Member of the Illinois Senate
- In office 1971–2003

Member of the Illinois House of Representatives
- In office 1969–1971

Personal details
- Born: May 23, 1925 Harrisburg, Illinois, U.S.
- Died: November 11, 2003 (aged 78) Urbana, Illinois, U.S.
- Party: Republican
- Education: Urbana High School Michigan State College
- Occupation: Politician, funeral director

Military service
- Allegiance: United States
- Branch/service: United States Army (United States Army Air Corps)
- Battles/wars: World War II

= Stanley B. Weaver =

American funeral director and politician

Stanley B. Weaver (May 23, 1925 - November 11, 2003) was an American funeral director and Republican politician active in Illinois.
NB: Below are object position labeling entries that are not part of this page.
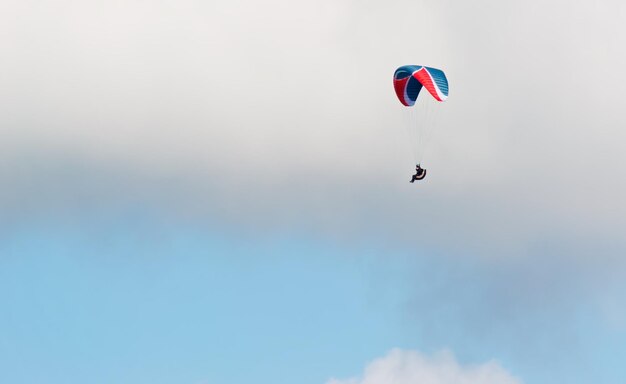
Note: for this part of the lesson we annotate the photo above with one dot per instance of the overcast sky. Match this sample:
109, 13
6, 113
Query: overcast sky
276, 123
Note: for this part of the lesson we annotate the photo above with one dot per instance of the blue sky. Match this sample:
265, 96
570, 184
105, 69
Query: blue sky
217, 192
134, 301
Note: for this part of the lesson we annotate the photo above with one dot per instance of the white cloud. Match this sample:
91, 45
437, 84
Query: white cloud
411, 367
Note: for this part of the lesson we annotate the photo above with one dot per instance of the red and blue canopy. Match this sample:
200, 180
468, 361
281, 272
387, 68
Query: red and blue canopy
408, 81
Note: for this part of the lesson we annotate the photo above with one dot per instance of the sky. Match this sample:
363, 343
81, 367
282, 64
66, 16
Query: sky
216, 192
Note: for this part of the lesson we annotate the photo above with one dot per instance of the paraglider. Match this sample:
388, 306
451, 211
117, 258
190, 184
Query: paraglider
408, 81
420, 173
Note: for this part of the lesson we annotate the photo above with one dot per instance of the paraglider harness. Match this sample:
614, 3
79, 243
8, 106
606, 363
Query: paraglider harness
420, 173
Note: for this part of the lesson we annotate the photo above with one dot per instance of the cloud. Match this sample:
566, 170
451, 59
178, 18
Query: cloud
409, 367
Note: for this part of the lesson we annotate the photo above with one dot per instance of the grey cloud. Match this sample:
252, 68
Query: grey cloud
280, 115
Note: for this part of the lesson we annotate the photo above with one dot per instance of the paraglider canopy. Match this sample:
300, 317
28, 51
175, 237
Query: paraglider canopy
408, 81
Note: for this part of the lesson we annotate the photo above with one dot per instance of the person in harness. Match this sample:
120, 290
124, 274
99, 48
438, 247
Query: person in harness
420, 173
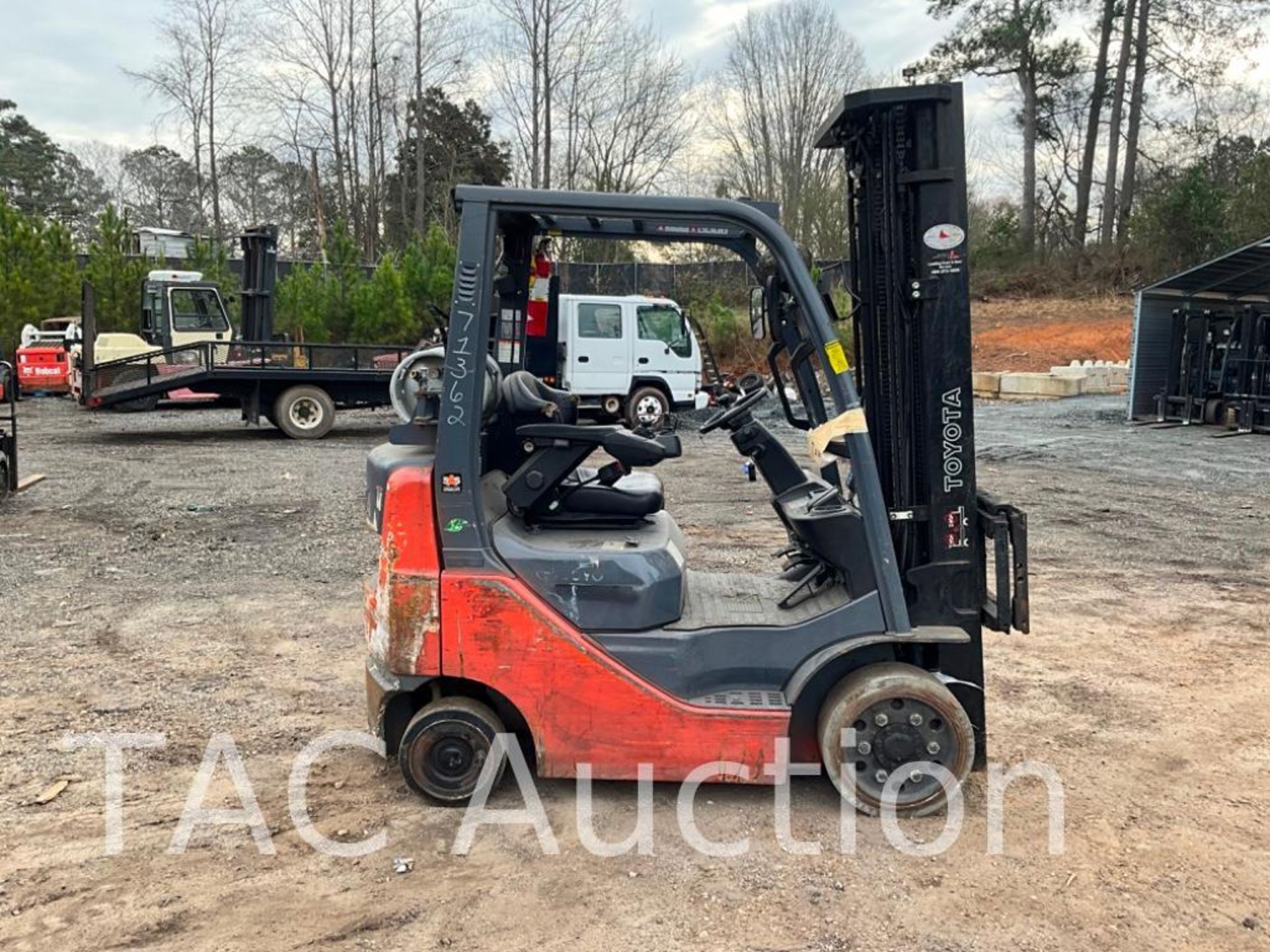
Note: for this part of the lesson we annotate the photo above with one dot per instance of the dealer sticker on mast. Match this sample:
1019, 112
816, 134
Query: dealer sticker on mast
945, 238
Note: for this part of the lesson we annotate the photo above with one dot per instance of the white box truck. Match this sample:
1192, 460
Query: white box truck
633, 357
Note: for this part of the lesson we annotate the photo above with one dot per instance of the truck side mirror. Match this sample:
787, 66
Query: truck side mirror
757, 306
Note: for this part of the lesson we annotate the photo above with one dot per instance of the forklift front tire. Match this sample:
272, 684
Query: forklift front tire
304, 413
888, 719
444, 748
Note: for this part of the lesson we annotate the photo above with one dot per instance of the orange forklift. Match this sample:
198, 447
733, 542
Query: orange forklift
525, 588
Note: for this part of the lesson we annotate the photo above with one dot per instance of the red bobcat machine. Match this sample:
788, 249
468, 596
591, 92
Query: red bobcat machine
11, 481
523, 590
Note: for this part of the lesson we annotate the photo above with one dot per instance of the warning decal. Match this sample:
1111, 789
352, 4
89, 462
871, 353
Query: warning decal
945, 238
837, 356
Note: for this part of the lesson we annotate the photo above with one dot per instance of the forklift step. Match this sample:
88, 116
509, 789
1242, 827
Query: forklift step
749, 698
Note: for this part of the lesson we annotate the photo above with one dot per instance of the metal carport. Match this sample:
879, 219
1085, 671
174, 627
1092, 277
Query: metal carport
1235, 280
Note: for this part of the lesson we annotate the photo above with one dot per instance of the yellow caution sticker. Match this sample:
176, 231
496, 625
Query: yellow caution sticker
837, 357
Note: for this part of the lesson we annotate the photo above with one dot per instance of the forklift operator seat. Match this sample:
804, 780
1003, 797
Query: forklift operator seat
552, 487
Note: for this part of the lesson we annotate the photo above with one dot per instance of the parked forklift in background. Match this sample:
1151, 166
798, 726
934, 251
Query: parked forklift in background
523, 590
189, 343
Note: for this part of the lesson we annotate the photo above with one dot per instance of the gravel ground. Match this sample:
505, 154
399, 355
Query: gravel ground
185, 575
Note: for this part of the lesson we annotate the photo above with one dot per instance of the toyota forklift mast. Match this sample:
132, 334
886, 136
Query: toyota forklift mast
905, 153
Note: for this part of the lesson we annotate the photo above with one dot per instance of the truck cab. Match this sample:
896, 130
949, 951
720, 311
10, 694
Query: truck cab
178, 309
634, 357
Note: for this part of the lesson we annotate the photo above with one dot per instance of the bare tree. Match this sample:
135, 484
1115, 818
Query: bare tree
540, 45
197, 77
1094, 122
179, 79
1113, 163
786, 67
630, 118
308, 40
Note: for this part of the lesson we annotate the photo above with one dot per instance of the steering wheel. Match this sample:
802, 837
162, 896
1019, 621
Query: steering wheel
736, 412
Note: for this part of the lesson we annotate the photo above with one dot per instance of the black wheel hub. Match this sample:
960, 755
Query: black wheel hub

Weaver was born May 23, 1925, in Harrisburg, Illinois. He graduated from Urbana High School in Urbana, Illinois. He served in the United States Army Air Corps in the Pacific theater during World War II. He attended Michigan State College, University of Illinois, and graduated from the Indiana College of Mortuary Science. He was elected Mayor of Urbana in 1957 and served until 1969. During his tenure as mayor, he served as President of the Illinois Municipal League. He then served in the Illinois House of Representatives from 1969 to 1971. From 1971 until 2003, Weaver served in the Illinois State Senate. In 1977, Weaver joined Republican leadership in the Illinois Senate and would continue to serve in various leadership positions for the remainder of his time in office. In 1997, he was elevated to the newly created post of Senate Majority Leader.

Weaver died of cancer in Urbana, Illinois. The portion of U.S. Route 45 in Illinois that goes through Urbana-Champaign is named in his honor.